Megatron is a large, powerful transformer developed by the Applied Deep Learning Research team at NVIDIA. This particular Megatron model was trained from a generative, left-to-right transformer in the style of GPT-2. This model was trained on text sourced from Wikipedia, RealNews, OpenWebText, and CC-Stories. It contains 345 million parameters.

Find more information at https://github.com/NVIDIA/Megatron-LM

How to run Megatron GPT2 using Transformers

Prerequisites

In that guide, we run all the commands from a folder called $MYDIR and defined as (in bash):

export MYDIR=$HOME

Feel free to change the location at your convenience.

To run some of the commands below, you'll have to clone Transformers.

git clone https://github.com/huggingface/transformers.git $MYDIR/transformers

Get the checkpoints from the NVIDIA GPU Cloud

You must create a directory called nvidia/megatron-gpt2-345m:

mkdir -p $MYDIR/nvidia/megatron-gpt2-345m

You can download the checkpoints from the NVIDIA GPU Cloud (NGC). For that you have to sign up for and setup the NVIDIA GPU Cloud (NGC) Registry CLI. Further documentation for downloading models can be found in the NGC documentation.

Alternatively, you can directly download the checkpoints using:

wget --content-disposition https://api.ngc.nvidia.com/v2/models/nvidia/megatron_lm_345m/versions/v0.0/zip -O $MYDIR/nvidia/megatron-gpt2-345m/checkpoint.zip

Converting the checkpoint

In order to be loaded into Transformers, the checkpoint has to be converted. You should run the following command for that purpose. That command will create config.json and pytorch_model.bin in $MYDIR/nvidia/megatron-gpt2-345m. You can move those files to different directories if needed.

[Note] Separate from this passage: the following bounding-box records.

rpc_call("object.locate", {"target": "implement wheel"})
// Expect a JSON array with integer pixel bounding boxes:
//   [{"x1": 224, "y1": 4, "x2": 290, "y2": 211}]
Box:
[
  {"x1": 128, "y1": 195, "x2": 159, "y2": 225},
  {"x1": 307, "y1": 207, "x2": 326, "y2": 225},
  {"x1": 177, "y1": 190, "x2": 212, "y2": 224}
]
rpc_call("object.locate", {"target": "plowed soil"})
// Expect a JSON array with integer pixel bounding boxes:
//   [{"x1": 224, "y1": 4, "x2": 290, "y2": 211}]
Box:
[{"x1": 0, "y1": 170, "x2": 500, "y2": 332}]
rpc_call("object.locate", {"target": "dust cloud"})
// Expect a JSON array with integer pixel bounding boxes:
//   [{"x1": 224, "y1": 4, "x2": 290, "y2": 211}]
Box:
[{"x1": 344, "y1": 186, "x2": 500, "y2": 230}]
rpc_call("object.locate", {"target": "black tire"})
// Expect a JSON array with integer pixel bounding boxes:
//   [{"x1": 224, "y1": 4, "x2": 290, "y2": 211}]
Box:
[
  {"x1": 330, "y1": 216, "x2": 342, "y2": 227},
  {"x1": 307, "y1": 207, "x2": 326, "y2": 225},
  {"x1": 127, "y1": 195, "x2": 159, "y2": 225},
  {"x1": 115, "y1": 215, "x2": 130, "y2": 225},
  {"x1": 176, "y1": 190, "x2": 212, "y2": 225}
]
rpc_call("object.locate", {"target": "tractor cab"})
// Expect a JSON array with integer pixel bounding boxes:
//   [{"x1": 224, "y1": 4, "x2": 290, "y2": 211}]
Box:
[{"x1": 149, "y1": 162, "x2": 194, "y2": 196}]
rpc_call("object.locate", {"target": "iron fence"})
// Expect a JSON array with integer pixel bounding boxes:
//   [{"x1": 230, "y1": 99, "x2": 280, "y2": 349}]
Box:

python3 $MYDIR/transformers/src/transformers/models/megatron_gpt2/convert_megatron_gpt2_checkpoint.py $MYDIR/nvidia/megatron-gpt2-345m/checkpoint.zip

Text generation

The following code shows how to use the Megatron GPT2 checkpoint and the Transformers API to generate text.

import os
import torch

from transformers import GPT2Tokenizer, GPT2LMHeadModel

# The tokenizer. Megatron was trained with standard tokenizer(s).
tokenizer = GPT2Tokenizer.from_pretrained('gpt2')
# The path to the config/checkpoint (see the conversion step above).
directory = os.path.join(os.environ['MYDIR'], 'nvidia/megatron-gpt2-345m')
# Load the model from $MYDIR/nvidia/megatron-gpt2-345m.
model = GPT2LMHeadModel.from_pretrained(directory)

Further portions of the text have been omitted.